Reuben Mtitu and John Mtitu
To complement its work in training blacksmiths and in reforestation, the Kisangani Smith Group has developed two types of efficient biomass stove which can be hand-made by local smiths. One stove replaces the widespread use of charcoal in towns: it burns sawdust (readily available as a waste in the Njombe region of Tanzania) or agricultural residues. The other stove is an improved wood-burner, targeted at rural areas. Over 3,500 stoves have been sold by the Kisangani Smith Group and its trainees. The group plans to promote the stoves more widely, in Njombe and elsewhere, whilst expanding its training programme.
Luo Xinlian and Wang Wei
The Rural Energy Development Project has boosted the use of photovoltaic (PV) solar-home systems in off-grid areas in western China. This has been achieved through support to the industry to improve the quality of PV modules and other components; technical and management assistance to local installation companies; and subsidies to sales. Since 2001 the REDP has enabled sales of over 402360,000 systems, which improve quality of life through better light, communications and entertainment. Sales now continue without subsidies, because the benefits of PV are widely known, and the systems are reliable and accessible.
Dipal Barua
Grameen Shakti won a first prize Ashden Award in 2006 for providing photovoltaic (PV) solar-home-systems through affordable loans to 65,000 households in Bangladesh.
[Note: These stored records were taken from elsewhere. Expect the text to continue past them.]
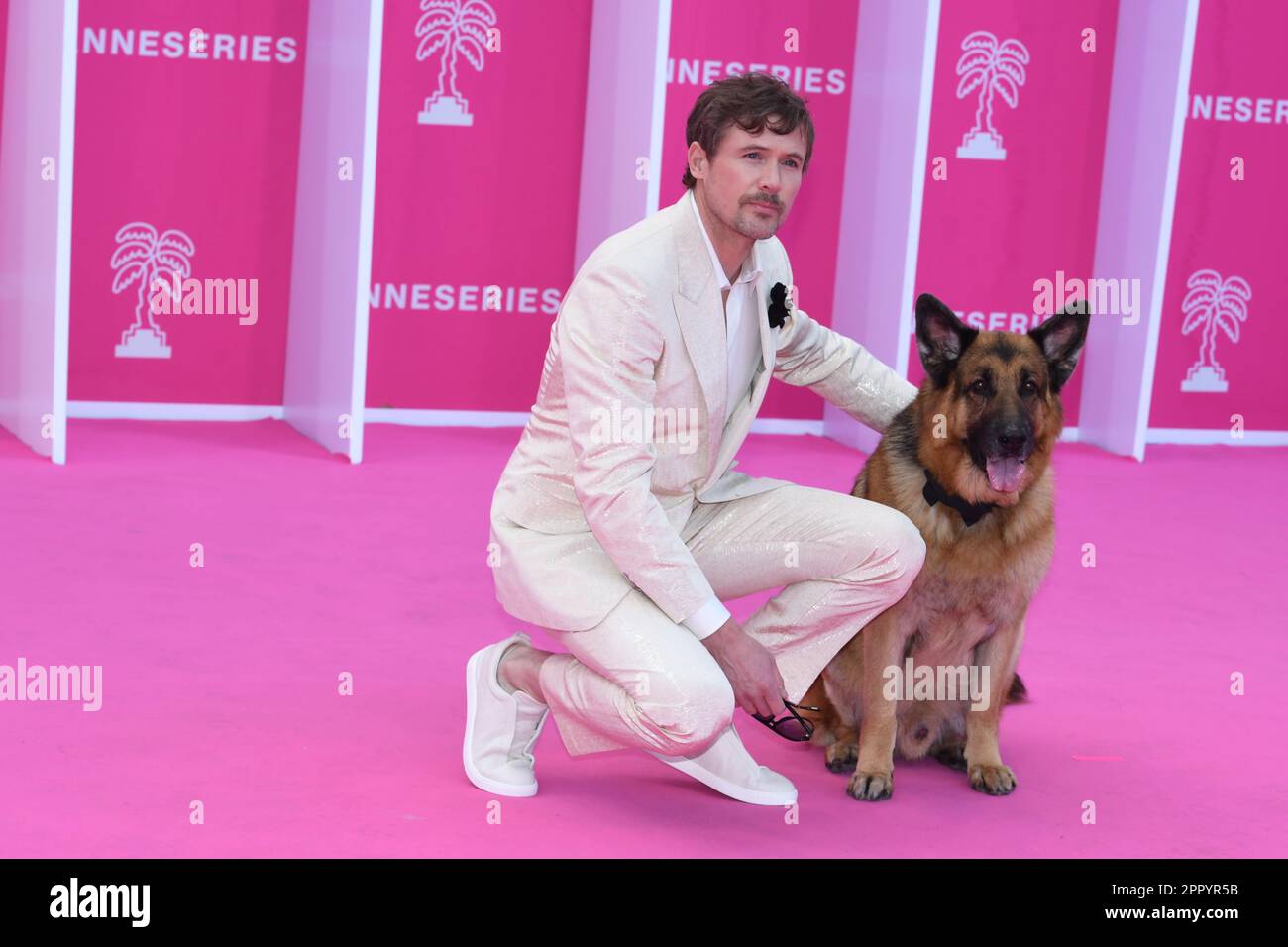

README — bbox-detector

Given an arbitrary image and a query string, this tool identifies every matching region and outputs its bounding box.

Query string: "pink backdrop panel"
[1149,0,1288,430]
[68,0,308,404]
[909,0,1118,427]
[366,0,590,411]
[661,0,862,420]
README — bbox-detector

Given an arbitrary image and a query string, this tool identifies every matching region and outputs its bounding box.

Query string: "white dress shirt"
[682,188,768,640]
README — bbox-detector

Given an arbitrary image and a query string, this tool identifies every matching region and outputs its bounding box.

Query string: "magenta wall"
[661,0,859,420]
[1149,0,1288,430]
[68,0,308,404]
[909,0,1118,425]
[368,0,592,411]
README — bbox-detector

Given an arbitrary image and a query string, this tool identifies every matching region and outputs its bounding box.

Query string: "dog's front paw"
[824,741,859,773]
[845,770,894,802]
[970,763,1019,796]
[932,743,966,771]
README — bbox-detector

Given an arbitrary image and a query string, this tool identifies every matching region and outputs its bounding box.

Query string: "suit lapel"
[673,191,729,474]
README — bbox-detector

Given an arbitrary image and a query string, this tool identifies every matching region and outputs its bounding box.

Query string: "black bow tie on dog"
[769,282,793,329]
[921,468,997,526]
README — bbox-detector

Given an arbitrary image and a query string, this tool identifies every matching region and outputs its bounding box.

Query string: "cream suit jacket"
[489,194,917,631]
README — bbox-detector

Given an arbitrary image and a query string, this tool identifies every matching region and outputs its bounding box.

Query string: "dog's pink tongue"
[988,458,1024,493]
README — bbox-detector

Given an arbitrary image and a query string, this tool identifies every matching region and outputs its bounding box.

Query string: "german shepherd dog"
[802,294,1089,801]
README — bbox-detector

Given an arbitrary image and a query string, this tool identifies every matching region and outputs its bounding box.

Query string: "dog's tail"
[1005,674,1029,703]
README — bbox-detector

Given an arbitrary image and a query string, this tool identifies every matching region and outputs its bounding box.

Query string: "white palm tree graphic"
[957,30,1029,161]
[416,0,496,125]
[1181,269,1252,391]
[111,220,197,359]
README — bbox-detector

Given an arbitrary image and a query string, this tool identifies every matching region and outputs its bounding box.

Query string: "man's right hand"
[702,617,787,719]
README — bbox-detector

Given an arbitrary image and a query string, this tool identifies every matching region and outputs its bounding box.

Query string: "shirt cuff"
[680,598,733,642]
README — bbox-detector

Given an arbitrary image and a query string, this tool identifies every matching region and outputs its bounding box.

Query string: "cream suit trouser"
[540,484,926,756]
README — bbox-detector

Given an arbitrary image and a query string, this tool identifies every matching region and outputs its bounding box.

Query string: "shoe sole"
[649,750,796,805]
[461,648,537,798]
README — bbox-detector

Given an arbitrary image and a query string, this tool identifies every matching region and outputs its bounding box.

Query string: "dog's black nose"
[993,421,1030,455]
Its work has expanded rapidly and diversified. With 2,000 staff now operating from 400 local offices, a total of 150,000 solar-home-systems have been installed. In the past two years Grameen Shakti has also sold 14,000 cheap, efficient cooking stoves and 3,000 biogas plants. Trained technicians, mostly women, manufacture components in 20 technology centres, and install and service systems. Some of these technicians have become independent entrepreneurs. Grameen Shakti aims to have provided a million solar-home-systems, 10 million improved stoves, and half a million biogas plants by 2015.